Reprise d’un lexique militaire euphémisant
À cela s’ajoute une absence de distance par rapport à la communication de l’armée israélienne, dont la terminologie est reprise sans questionnements. “Riposte”, “frappes ciblées” ou ”méthodiques”, “opération”, “guerre contre le Hamas”, “bavures” font partie d’un jargon militaire euphémisant, voire trompeur.
Elles devraient être remplacées dans nos médias par des mots plus précis pour décrire les faits : bombardements, pilonnage, destructions d’infrastructures, attaques, invasion terrestre, tueries de civils, …
Une suspicion à géométrie variable
Si la terminologie de l’armée israélienne est reprise sans distance, on assiste en revanche à une remise en cause du nombre de morts palestiniens par des formules suspicieuses : “selon le ministère de la santé du Hamas” voire “selon le Hamas”, particulièrement après la frappe qui a touché l’hôpital Al-Ahli et l’estimation encore incomplète du nombre de morts.
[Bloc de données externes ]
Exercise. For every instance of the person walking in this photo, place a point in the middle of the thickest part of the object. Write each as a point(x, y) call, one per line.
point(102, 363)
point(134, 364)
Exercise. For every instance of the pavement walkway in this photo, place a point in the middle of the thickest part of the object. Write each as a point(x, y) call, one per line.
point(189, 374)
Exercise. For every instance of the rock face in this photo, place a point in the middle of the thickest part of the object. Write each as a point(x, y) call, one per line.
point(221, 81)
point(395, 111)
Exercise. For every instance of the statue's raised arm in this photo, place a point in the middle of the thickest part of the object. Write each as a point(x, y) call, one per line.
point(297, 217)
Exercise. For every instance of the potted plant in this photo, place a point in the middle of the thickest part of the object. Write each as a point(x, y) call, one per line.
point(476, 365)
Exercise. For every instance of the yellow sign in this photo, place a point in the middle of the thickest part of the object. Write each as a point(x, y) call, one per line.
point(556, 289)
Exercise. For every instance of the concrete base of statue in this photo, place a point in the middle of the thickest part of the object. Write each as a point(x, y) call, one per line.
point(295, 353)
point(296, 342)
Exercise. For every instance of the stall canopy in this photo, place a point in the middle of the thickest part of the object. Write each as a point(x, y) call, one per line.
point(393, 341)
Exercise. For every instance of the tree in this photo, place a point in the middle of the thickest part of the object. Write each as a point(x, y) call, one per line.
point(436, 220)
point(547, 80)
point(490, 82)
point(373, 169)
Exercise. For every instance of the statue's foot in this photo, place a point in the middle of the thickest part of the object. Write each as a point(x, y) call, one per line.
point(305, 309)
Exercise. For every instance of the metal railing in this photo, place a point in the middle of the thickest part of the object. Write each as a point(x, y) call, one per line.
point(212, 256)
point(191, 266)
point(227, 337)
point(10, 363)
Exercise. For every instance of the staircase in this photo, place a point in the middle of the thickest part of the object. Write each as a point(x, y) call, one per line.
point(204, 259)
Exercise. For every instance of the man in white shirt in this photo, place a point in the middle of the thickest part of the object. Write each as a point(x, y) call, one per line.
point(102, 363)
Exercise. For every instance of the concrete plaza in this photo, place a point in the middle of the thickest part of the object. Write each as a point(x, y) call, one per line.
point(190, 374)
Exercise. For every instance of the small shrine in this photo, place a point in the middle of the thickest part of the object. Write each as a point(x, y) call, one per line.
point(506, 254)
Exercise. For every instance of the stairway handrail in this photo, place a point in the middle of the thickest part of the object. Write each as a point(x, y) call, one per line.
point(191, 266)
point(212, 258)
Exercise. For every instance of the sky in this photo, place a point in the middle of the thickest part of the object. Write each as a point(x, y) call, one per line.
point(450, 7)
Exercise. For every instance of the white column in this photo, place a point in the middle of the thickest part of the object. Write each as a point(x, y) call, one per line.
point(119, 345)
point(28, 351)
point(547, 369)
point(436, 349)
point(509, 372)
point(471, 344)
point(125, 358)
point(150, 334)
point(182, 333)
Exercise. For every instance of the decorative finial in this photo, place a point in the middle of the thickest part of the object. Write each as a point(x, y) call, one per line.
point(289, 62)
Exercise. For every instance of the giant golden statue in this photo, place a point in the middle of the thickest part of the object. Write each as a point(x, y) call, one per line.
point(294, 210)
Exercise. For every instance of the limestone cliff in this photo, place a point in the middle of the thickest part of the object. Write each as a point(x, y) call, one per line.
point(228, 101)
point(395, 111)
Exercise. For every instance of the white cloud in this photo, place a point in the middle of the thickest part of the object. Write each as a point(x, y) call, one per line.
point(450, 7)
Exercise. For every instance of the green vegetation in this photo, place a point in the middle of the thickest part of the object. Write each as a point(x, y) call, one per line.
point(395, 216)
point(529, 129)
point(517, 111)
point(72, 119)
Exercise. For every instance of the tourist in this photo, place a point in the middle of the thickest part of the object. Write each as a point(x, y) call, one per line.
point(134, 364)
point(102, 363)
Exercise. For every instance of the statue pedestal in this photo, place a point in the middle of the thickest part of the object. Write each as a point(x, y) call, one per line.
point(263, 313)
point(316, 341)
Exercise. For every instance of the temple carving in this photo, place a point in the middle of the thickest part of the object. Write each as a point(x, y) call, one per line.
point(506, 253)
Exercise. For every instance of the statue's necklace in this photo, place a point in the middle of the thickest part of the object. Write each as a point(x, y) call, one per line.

Raison avancée ? L’incapacité à vérifier les chiffres de manière indépendante, comme si ce standard était appliqué aux chiffres des autres ministères de la santé dans le monde.
Garder une distance par rapport à ses sources est un aspect essentiel de notre travail : c’est donc un standard à appliquer de manière uniforme ou par rapport à un historique de manquements. De nombreux experts et l’ONU expliquent que les données du ministère de la santé de Gaza sont historiquement fiables, d’autant plus qu’il a publié une liste détaillée de tous les morts recensés.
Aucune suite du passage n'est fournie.